Con las conversaciones agradables y los recuerdos compartidos de la infancia, el viaje a la ciudad con Oles pasó volando. Al despedirnos, intercambiamos números de teléfono y nos dijimos adiós con calidez. Si recordaba correctamente, faltaban unos cinco minutos a pie desde el lugar donde me dejó Oles hasta el barrio donde vivía Demid.
Sin embargo, esos cinco minutos se hicieron eternos. Cuanto más me acercaba, más fuerte era la tentación de huir y enviar la pintura por correo. ¿Y qué? Así no tendría vergüenza de haberla robado, ni de aquel horrible batín, el bar y mi locura de una noche. Sentiría vergüenza, sí, pero al menos solo conmigo misma y no frente a Demid, a quien simplemente no podía imaginar cómo miraría a los ojos. A esos ojos increíblemente bellos que, incluso sin ese historial de “vergüenza ajena”, encantan y me hacen perder la capacidad de hablar y pensar… ¿Cómo estará ahora? ¿Qué pensará de mí? ¿Se arrepiente de habernos conocido? ¿Me extrañará aunque sea un poco? Porque yo lo extraño mucho. Dentro de mí hay dos mitades: una arde de vergüenza y teme el encuentro con él; la otra sueña con verlo al menos una vez más, escuchar su agradable voz, tocarlo…
Sacudiendo esta mezcla de recuerdos, vergüenza, ternura hacia él y quién sabe cuántas sensaciones y estados de ánimo más, di vuelta en el patio que ya conocía. Apreté con más fuerza la bolsa con la pintura. Al estado general de ánimo bipolar, se sumó una tercera dimensión: no quería despedirme de la pintura que contenía toda mi infancia, los recuerdos de mi abuelo, su calidez y amor hacia mí…
Debo admitir que ahora tengo más razones para irme que argumentos para quedarme. Sin embargo, ese único argumento – Demid – pesa más que todas las contrariedades…
Por eso, tomando una profunda bocanada de aire, avancé por el camino pavimentado hacia la entrada de su edificio, como si me sumergiera en agua fría. Mi rostro de inmediato se sonrojó de vergüenza, pero eso no impidió que las mariposas en mi estómago y las cosquillas en mi espalda organizaran un verdadero carnaval brasileño con danzas y cambios periódicos de ubicación.
“Vamos, Lada, un poco más y alcanzarás el punto máximo de tu vergüenza y timidez!” –me "alenté" a mí misma mientras daba unos cuantos pasos. Mis piernas parecían negarse a obedecer a mi cerebro y avanzar.
Di otro paso.
“Lada, solo entrega la pintura y discúlpate!” –me decía a mí misma.
Avancé unos pocos pasos más, titubeando.
“Él lo entenderá, es un buen chico!” –otra dosis de ánimo para mi decisión.
Claro, él es un buen chico, y yo ya no soy una rebelde, sino otra vez esa chica correcta. La chica correcta que debe devolver lo ajeno, aunque no sea del todo ajeno…

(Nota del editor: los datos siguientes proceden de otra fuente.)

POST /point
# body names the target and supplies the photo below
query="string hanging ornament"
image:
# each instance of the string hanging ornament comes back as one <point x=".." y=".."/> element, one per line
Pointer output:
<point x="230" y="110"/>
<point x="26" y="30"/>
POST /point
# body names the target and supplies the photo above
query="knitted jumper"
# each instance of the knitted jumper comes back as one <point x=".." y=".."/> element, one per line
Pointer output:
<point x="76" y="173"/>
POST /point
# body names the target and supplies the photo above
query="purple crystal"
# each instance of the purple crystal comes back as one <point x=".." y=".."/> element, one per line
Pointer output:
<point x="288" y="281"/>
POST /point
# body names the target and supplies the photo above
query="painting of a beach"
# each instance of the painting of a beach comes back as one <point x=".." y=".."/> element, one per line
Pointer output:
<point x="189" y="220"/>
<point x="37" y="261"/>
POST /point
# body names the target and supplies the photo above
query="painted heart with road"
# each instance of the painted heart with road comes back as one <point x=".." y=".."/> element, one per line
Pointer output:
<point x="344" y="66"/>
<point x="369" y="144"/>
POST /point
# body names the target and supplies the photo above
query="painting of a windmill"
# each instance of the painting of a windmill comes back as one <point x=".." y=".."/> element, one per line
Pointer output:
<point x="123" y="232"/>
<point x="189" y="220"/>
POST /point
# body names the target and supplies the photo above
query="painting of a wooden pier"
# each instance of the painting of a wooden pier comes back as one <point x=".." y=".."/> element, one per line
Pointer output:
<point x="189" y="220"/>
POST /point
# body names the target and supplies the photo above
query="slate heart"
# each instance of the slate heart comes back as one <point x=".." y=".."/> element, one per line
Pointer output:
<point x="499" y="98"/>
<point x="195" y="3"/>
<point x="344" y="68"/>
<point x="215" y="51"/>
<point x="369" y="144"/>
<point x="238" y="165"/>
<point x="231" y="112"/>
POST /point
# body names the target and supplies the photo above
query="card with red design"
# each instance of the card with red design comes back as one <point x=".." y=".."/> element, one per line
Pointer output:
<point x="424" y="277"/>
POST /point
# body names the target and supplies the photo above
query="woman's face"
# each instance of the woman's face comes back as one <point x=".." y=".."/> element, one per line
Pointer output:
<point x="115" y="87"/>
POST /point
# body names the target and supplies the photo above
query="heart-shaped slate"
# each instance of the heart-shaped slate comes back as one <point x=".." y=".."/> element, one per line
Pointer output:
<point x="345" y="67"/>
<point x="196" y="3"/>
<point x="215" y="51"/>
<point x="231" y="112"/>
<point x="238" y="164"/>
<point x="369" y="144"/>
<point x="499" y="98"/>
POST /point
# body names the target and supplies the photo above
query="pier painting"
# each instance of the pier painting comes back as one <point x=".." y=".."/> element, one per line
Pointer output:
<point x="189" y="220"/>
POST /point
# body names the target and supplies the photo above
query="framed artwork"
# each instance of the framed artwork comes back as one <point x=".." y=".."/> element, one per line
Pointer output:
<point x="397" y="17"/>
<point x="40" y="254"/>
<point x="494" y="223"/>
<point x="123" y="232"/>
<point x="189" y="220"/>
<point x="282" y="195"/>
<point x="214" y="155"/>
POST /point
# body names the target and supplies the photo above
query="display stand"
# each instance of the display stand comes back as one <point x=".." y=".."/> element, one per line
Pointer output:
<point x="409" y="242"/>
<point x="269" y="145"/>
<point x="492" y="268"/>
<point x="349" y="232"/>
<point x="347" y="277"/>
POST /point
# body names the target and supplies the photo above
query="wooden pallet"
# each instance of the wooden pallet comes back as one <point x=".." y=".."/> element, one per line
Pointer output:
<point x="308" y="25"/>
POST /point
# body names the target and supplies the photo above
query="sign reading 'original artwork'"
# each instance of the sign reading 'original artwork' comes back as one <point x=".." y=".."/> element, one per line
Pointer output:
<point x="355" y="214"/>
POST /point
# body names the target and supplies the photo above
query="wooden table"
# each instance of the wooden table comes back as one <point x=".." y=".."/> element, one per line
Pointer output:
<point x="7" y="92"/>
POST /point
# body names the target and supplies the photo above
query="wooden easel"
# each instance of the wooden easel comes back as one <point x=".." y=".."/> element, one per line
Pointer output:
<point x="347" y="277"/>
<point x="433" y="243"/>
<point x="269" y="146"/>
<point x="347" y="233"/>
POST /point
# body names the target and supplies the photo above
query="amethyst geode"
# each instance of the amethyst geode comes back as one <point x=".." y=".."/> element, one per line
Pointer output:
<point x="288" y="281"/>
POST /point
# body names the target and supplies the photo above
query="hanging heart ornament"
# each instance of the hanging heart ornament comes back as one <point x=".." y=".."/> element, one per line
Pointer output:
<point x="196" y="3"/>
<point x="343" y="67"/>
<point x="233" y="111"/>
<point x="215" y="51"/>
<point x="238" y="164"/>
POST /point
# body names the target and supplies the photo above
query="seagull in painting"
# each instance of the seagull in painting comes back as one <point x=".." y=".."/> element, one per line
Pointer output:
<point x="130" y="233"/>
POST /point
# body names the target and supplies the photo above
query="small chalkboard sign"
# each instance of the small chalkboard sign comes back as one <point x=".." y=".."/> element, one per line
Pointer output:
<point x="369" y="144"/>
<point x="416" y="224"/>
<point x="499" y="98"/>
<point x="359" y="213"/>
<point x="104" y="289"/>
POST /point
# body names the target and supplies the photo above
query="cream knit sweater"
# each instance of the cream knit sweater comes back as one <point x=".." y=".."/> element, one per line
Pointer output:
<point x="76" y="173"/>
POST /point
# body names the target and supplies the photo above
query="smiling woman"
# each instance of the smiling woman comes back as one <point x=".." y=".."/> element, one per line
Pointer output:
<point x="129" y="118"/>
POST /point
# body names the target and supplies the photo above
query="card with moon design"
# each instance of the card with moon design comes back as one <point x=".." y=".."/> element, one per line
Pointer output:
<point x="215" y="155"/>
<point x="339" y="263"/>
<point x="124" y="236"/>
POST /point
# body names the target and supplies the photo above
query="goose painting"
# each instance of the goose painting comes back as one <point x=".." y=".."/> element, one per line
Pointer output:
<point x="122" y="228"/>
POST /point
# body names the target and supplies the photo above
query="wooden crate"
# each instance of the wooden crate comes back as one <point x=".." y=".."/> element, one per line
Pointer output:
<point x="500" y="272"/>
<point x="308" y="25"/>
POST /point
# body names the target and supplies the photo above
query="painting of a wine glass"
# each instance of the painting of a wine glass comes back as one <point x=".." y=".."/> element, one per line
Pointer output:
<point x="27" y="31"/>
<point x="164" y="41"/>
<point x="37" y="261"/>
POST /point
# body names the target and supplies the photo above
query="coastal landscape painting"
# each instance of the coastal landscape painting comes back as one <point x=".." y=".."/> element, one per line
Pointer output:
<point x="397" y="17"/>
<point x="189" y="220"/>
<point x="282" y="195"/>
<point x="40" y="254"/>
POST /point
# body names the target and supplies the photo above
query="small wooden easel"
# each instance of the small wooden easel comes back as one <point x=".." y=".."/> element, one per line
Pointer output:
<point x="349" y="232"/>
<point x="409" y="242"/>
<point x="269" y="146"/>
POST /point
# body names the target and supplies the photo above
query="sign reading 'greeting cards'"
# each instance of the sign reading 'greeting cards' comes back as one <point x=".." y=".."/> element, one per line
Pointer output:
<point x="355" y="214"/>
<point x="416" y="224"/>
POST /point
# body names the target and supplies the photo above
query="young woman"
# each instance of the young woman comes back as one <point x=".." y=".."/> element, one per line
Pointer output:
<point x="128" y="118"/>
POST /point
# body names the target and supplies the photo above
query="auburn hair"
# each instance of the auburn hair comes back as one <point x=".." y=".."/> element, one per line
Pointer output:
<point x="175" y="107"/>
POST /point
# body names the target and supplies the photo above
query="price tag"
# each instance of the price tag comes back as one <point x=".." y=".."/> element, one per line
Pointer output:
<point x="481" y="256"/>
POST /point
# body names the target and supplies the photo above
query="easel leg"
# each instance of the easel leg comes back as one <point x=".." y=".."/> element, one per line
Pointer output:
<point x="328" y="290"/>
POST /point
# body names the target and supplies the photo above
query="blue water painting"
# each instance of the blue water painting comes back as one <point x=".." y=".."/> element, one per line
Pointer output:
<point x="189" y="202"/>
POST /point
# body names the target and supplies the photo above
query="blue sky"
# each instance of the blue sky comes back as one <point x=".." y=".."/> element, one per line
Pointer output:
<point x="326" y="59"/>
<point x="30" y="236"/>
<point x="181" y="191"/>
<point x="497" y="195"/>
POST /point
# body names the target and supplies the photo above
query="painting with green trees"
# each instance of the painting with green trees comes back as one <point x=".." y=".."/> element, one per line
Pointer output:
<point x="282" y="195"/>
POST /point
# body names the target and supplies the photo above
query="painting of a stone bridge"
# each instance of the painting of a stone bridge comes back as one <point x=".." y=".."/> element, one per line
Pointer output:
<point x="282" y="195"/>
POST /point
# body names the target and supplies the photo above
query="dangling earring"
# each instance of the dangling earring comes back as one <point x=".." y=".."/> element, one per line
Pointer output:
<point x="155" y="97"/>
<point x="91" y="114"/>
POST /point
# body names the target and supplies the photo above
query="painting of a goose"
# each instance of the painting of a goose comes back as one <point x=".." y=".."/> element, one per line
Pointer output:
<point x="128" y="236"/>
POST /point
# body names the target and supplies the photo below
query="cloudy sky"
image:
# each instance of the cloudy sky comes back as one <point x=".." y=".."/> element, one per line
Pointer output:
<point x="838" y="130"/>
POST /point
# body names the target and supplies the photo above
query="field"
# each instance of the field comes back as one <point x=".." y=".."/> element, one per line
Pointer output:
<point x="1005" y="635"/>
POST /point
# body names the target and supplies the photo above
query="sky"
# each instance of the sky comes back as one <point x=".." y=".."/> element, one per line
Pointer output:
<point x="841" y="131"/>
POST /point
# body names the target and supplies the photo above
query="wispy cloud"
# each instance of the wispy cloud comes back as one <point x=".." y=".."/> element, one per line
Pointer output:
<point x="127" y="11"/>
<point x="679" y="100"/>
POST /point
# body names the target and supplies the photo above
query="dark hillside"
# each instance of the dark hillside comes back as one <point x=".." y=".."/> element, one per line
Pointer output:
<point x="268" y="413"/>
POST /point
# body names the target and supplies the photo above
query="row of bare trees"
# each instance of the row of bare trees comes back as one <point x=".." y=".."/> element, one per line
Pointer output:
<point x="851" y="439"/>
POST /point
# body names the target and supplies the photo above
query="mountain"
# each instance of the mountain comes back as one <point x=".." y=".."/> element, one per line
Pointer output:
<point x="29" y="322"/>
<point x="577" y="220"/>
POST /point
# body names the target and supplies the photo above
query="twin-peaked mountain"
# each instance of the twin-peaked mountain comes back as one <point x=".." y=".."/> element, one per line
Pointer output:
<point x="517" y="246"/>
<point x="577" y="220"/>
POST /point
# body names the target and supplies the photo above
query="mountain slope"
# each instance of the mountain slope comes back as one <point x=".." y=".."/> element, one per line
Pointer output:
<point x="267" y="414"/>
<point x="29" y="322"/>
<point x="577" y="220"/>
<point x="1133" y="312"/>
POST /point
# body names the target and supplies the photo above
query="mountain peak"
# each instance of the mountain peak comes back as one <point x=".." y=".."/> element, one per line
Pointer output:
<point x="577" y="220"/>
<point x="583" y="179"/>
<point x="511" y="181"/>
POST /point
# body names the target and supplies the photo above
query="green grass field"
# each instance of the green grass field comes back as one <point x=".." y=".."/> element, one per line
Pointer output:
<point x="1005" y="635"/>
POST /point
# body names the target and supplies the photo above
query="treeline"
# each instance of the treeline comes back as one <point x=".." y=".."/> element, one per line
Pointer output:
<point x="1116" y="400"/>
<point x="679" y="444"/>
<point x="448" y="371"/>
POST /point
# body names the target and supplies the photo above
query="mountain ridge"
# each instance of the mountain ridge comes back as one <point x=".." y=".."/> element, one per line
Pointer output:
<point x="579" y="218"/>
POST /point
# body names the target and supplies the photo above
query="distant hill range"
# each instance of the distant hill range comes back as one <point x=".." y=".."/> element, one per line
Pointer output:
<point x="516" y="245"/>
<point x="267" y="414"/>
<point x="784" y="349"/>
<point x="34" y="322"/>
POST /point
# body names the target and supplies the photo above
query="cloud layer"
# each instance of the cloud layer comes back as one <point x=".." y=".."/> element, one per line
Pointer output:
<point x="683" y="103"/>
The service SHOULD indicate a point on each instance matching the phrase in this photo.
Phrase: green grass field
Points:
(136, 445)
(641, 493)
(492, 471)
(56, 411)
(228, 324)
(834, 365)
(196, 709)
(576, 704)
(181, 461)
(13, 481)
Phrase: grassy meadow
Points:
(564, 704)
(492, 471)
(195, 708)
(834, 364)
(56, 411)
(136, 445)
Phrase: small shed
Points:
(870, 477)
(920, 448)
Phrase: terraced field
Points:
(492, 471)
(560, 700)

La autoterapia funcionó. Incluso pensé que me sentiría mejor una vez entregara la pintura a Demid. Porque esta carga se volvía cada vez más pesada. Mientras trataba de recordar el código de su intercomunicador, de repente escuché esa voz familiar, ligeramente ronca.
¡Demid!
Estaba cerca, ¡qué suerte! Solo tenía que salir de detrás de esos arbustos decorativos. ¿Quién planta estas cosas junto a las entradas? ¡No es un patio, es una selva tropical! –pensé con enfado mientras apartaba las ramas que parecían bloquear mi campo de visión a propósito. Sin embargo, cuando finalmente vi a Demid, habría preferido que esas ramas se hubieran convertido en una barrera inamovible.
Demid no estaba solo…
Una morena vistosa colgaba de él como una pera madura en un árbol, hablando y riendo a carcajadas. Él la sostenía por la cintura de una manera que no se suele sostener a alguien que apenas conoces.
¿Quién era ella para él? ¿Una amiga? ¿Una amante? ¿Su esposa?
¡Qué idiota fui! ¿De verdad creí que un hombre así estaría solo? ¡Jamás!
La inquietante sensación previa a una tormenta, señal de un posible llanto, pinchaba mi nariz. Una dolorosa bola se formó en mi garganta, apretándola de inmediato.
—Bueno… Demid tiene una novia, y le importa un bledo tanto tú, Lada, como la pintura! –mordió dolorosamente mi voz interna maliciosa. No sé cómo, pero me deslicé silenciosamente entre la espesura de esas plantas decorativas, alegrándome de que Demid no hubiera tenido tiempo de verme.